団塊の世代が全て75歳以上の後期高齢者となる「2025年問題」、人口の3分の1が65歳以上になることで起こる「2030年問題」-。少子高齢化が進む日本で労働力の確保は深刻な問題だ。人口減にともない労働力人口が減少するなか、増加傾向にある65歳以上を積極的に活用するほか、外国人労働者の受け入れ拡大は以前にも増して重要となる。ただ新型コロナウイルス変異株の発生によって海外との往来が再び制限されるなど、計画に狂いが生じることが予想される。現実を直視し、今後起こり得る課題に真剣に取り組む必要がある。

 人口減・少子高齢化にともない、我が国の労働者不足は以前から指摘されてきた。だが、2030年問題が引き起こす社会構造の変化は雇用や医療、社会保障に大きな影響を与えることは必至であり、従来システムからの大幅な変革が求められてくる。

 総務省が先月末公表した20年国勢調査の結果をみると、我が国の人口は前回調査の15年から0・7%減少し、1920年の調査開始以来初めてマイナスに転じた10~15年からの減少傾向が続いた。15~64歳の生産年齢人口の割合は15年調査の60・9%から59・5%に減少する一方、65歳以上は26・6%から28・6%に上昇している。将来を担う15歳未満の割合は世界で最も低く、反対に65歳以上の割合は世界で最も高い。再雇用義務化や定年延長の動きで労働人口は一定に保てるものの、将来的な不足は否めない。

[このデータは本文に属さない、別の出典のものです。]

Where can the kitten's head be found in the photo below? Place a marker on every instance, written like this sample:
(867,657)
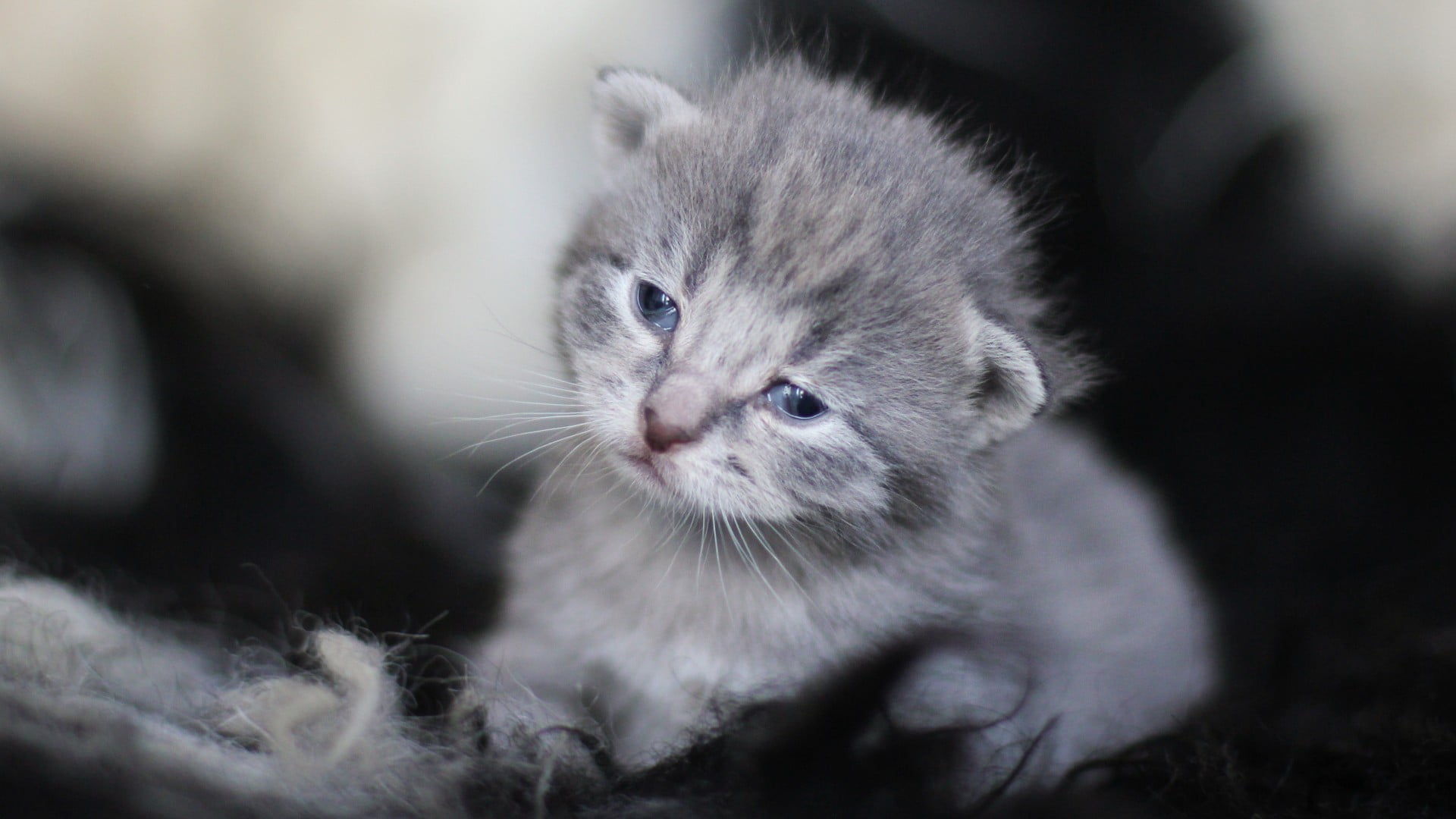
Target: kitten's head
(792,303)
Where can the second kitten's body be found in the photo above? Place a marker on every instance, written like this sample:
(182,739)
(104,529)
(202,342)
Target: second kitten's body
(810,372)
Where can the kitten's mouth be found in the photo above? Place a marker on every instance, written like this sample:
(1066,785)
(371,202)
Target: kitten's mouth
(644,465)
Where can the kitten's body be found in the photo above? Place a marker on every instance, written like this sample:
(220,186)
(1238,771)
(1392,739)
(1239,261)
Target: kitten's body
(718,544)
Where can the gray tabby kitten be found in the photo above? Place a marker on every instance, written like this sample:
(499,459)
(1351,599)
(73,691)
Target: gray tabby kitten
(814,384)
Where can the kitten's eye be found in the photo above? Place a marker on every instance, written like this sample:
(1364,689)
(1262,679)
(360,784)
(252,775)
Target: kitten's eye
(795,401)
(655,306)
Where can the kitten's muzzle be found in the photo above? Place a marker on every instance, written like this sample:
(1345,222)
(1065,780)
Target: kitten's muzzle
(676,413)
(661,436)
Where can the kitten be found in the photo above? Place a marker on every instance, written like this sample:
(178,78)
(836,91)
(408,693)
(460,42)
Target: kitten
(813,382)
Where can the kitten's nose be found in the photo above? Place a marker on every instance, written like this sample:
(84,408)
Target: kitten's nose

 また15年に比べ日本人人口が1・4%減少する一方、外国人人口は83万5000人、43・6%増加した。労働人口の減少を考えると、やはり外国人労働者に頼る部分は大きくなる。変異株の登場により海外との行き来が再び遮断されたが、この先ウィズコロナのなかでは同様なケースは起こり得る。柔軟性を持った対応が必要だろう。

 この間の外出自粛のなか、企業はテレワークを推進するとともに効率化を追求してきた。感染者減少で街には人が溢れテレワークの割合も下がってきているが、当初予定より前倒しで取り組んだ働き方改革の流れを止めることはもったいない。業務効率化の一環として一層推し進めるべきであり、経営基盤の強化につなげてほしい。 

 デジタル化およびDX(デジタルトランスフォーメーション)の一層の促進は日本の成長に欠かせない。AI(人工知能)・ロボット技術の活用なども推し進め、業務効率化を図ることが企業の生き残りの条件となってくる。同時に、多様な働き方を享受しやすい環境の整備も必要不可欠なテーマである。